New Law Marks Significant Increase in US Sanctions on Russia, Stays the Course on Iran, North Korea

Grand Park Law Group, A.P.C.

Eytan J. Fisch Jamie L. Boucher

On August 2, 2017, President Donald Trump signed into law the Countering America’s Adversaries Through Sanctions Act (the Act), which significantly expands U.S. sanctions against Russia while enacting modest new sanctions on Iran and North Korea. The Russia-focused measures tighten existing sectoral sanctions and impose a host of new sanctions, including “secondary sanctions,” that could significantly impact U.S. and non-U.S. companies. The Act, which passed both the Senate and the House of Representatives with overwhelming support, also imposes significant new procedural requirements on the president with respect to the easing, lifting and licensing of Russia-related sanctions.

In signing the Act, the president issued two statements that make clear his administration has fundamental concerns with the law. While President Trump stated that he was signing the Act “for the sake of national unity,” he asserted that the law is “significantly flawed” and that it contains provisions that are “clearly unconstitutional” because they tread on the president’s constitutional foreign affairs powers. He also stated that his administration “will give careful and respectful consideration to the preferences expressed by Congress” in the law but expressed that the executive branch will implement the sanctions “in a manner consistent with the President’s constitutional authority to conduct foreign relations.”

While the new measures imposed with respect to Iran and North Korea have generated only modest attention outside those countries, the new sanctions on Russia have elicited a strong response not only from Russia, which has reacted by reportedly expelling hundreds of U.S. diplomats, but also from the European Union due to concerns about the potential impact some provisions could have on European companies. Certain voices in Europe, including in Germany, have called for possible countermeasures against the new law.
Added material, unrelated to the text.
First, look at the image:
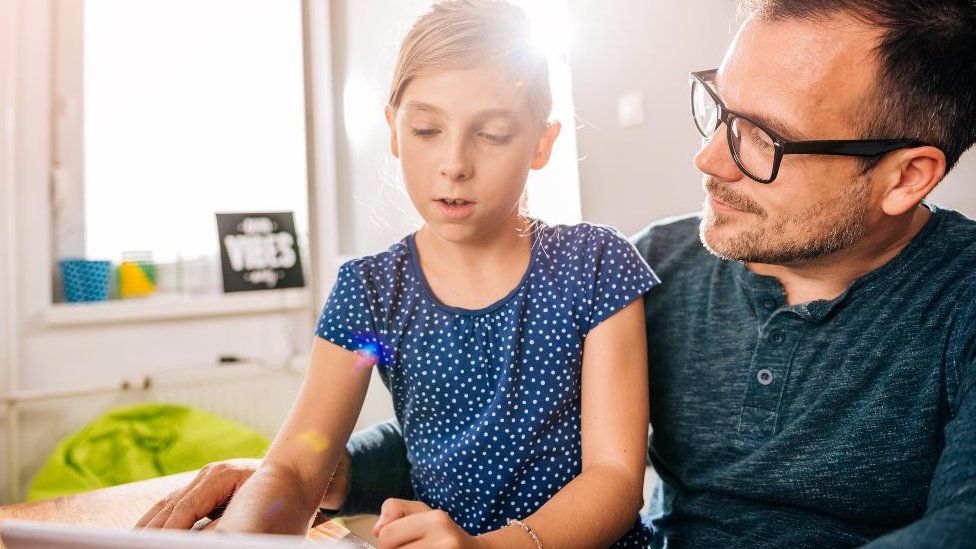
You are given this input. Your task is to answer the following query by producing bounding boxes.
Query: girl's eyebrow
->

It will be important to monitor any European Union legal response to the sanctions.

Russia Sanctions

Codification of Existing Authorities and Expansion of Sectoral Sanctions

The Act codifies several existing executive orders, including the four Ukraine/Russia-related executive orders (13660, 13661, 13662 and 13685) and executive orders (13694 and 13757) that provide the president with the authority to impose sanctions on persons engaged in malicious cyber-related activities.

Beyond codifying these existing authorities, the Act tightens the sectoral sanctions imposed pursuant to Executive Order 13662. Under four directives issued in 2014, the Office of Foreign Assets Control (OFAC) instituted narrowly tailored prohibitions on U.S. persons and transactions within the United States with respect to identified companies in Russia’s financial (Directive 1), energy (Directives 2 and 4), and defense (Directive 3) sectors, and companies in which the identified companies hold a 50 percent or greater interest. The Act does not alter Directive 3 but directs the secretary of the treasury to modify the other three directives as follows:

  • Directive 1 targets Russia’s financial services sector and prohibits transactions, financing or other dealings in (i) “new” debt of longer than 30 days maturity, and (ii) “new” equity, involving companies subject to the directive. The Act directs the treasury secretary to, within 60 days, reduce the debt restriction to 14 days.
  • Directive 2 targets Russia’s energy sector and prohibits transactions, financing or other dealings in “new” debt of longer than 90 days maturity, involving companies subject to the directive. The Act directs the treasury secretary to, within 60 days, reduce the debt restriction to 60 days.
  • Directive 4 also targets Russia’s energy sector and prohibits the provision of goods, services (excluding financial services) or technology in support of deep-water, Arctic offshore, or shale oil exploration or production projects in the Russian Federation involving companies subject to the directive. The Act directs the treasury secretary to, within 90 days, expand Directive 4 to “new” deepwater, Arctic offshore, and shale oil exploration or production projects worldwide involving companies subject to the directive where the company has a “controlling interest” or a “substantial non-controlling ownership interest” in the project of 33 percent or more.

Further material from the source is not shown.